信仰という色眼鏡なしに描かれるイエス像は新鮮。by K. Hattori


 新約聖書の「マタイによる福音書(マタイ伝)」を、パゾリーニ監督が完全映像化。少女マリアの妊娠からはじまる物語は、我々が普段知っている「イエス伝」とはかなり異質。原作のマタイ伝をそのまま映像化しているだけなのだが、例えばここにはイエス伝映画の定番になりそうな、聖母マリアへの受胎告知がない、イエスの馬小屋での誕生も描かれない、誕生したイエスを訪問する羊飼いも登場しない。これらはすべて「ルカによる福音書(ルカ伝)」にある記述なのです。

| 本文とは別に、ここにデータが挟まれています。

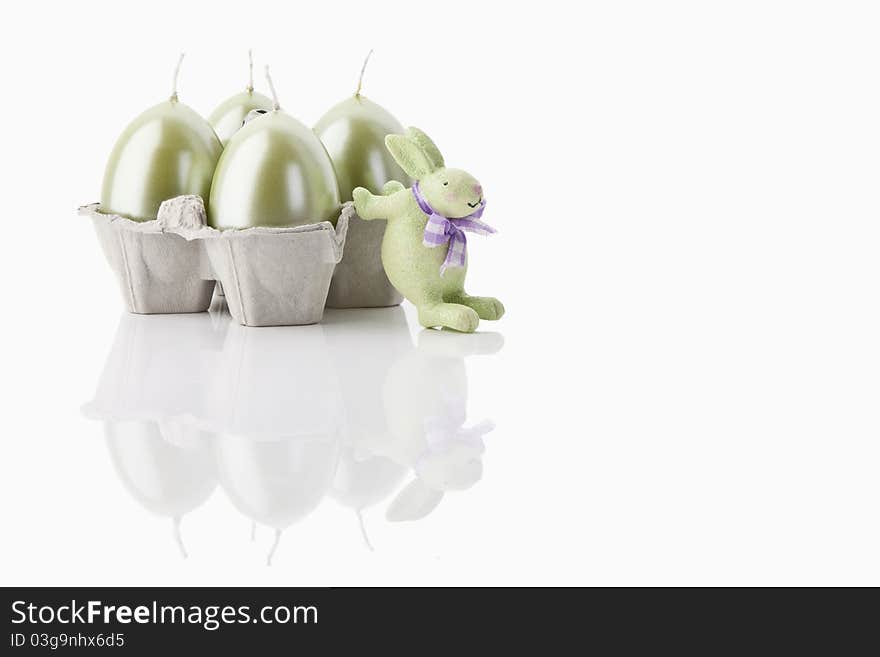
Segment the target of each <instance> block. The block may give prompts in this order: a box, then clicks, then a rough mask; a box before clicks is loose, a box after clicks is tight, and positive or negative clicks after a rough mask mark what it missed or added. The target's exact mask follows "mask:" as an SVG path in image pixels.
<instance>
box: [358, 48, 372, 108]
mask: <svg viewBox="0 0 880 657" xmlns="http://www.w3.org/2000/svg"><path fill="white" fill-rule="evenodd" d="M372 54H373V49H372V48H370V52H368V53H367V56H366V57H365V58H364V65H363V66H361V74H360V77H358V88H357V91H355V92H354V95H355V97H356V98H360V97H361V87H362V86H363V84H364V71H366V70H367V62H369V61H370V56H371V55H372Z"/></svg>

 僕は新約聖書を1度通読したことがあるとはいえ、どの福音書にどんなエピソードが入っているかという細部までは覚えていないので、映画を観ていて「あれ、あの話がないぞ」と思うことが何度もあった。でも、家に帰ってから聖書を開くと、これがまったく聖書の記述に沿った映像化であることに驚かされました。新約聖書でイエスの誕生物語を描いているのはマタイとルカだけですが、文学的な修辞の多いルカ伝に比べると、マタイははるかに簡潔です。この簡潔さが、映画になったときに力を発揮する。例えば映画の冒頭は、妊婦マリアとその夫ヨセフ(この時点ではまだ婚約者)の表情だけで、処女の妊娠というただならぬ事件を語ってしまうのです。

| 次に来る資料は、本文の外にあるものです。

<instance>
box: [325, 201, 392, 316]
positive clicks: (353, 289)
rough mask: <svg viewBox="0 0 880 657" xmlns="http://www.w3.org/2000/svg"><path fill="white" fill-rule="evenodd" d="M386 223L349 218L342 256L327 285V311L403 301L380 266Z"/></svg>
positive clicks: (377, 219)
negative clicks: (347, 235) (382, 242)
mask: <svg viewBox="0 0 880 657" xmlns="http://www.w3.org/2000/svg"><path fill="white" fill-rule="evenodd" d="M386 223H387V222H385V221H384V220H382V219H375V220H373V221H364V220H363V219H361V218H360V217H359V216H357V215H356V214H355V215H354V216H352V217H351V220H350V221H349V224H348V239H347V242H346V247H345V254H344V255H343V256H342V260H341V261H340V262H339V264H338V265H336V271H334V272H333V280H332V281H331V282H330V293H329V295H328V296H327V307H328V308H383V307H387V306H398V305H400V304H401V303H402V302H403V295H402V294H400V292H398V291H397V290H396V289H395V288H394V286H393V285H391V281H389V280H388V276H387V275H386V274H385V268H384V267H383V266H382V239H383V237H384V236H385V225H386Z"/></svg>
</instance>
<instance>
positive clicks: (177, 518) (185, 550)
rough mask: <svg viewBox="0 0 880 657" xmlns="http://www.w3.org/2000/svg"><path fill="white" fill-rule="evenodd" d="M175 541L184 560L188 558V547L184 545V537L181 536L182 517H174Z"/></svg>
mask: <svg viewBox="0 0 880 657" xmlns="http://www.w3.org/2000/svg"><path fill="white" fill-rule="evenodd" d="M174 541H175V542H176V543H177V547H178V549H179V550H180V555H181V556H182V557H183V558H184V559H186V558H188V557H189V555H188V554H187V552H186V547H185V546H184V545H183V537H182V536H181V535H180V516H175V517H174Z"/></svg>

 パゾリーニが無神論者だったせいかもしれませんが、この映画に登場するイエスやその弟子たちは、神々しさや荘厳さを感じさせる、人間離れした聖人の集まりとしては描かれていません。聖母マリアやヨセフ、東方の博士たち、ヘロデ王、洗礼者ヨハネ、ローマの兵士、ポンテオ・ピラトなど、聖書でおなじみの登場人物たちは、どれも近寄れば埃と汗と垢の匂いがしてきそうな生々しさで描かれている。キリスト教を信ずるものにとって、イエスは全人類を救う救世主ですから、その誕生は神秘的で、生涯は栄光に包まれたものでなければならない。でもそうした信仰から離れてマタイ伝を読めば、これはローマ時代のパレスチナに起きたちっぽけな事件にすぎないのです。僕はキリスト教徒ではありませんが、歴史の中で形作られてきた「ステレオタイプなイエス像」を通して、マタイ伝を読んでいたような気がします。『奇跡の丘』は、イエスをそうした神秘性から解放し、丸裸にしてしまう。イエスは生まれ、生き、死んで、復活する。その事件はユダヤというローマ属領で起きた、奇妙ではあるが小さな事件にすぎないのです。

 出演者は全員が演技経験のないアマチュアだそうで、映画の後半に登場する年老いた聖母マリアは、パゾリーニの実母が演じている。同性愛者として教職を負われ、共産党を除名された経験を持つパゾリーニは、迫害されるイエスの中に、自分自身を投影しているのです。この映画の中のイエスは、全人類を罪から救い出すため天からつかわされた神の子ではなく、誘惑の多いこの世の中を、自らが信じるままに生き抜いた強靱な個性の持ち主として描かれる。エピソードがただ羅列されている物語は退屈ですが、聖書読者には意外な発見もあります。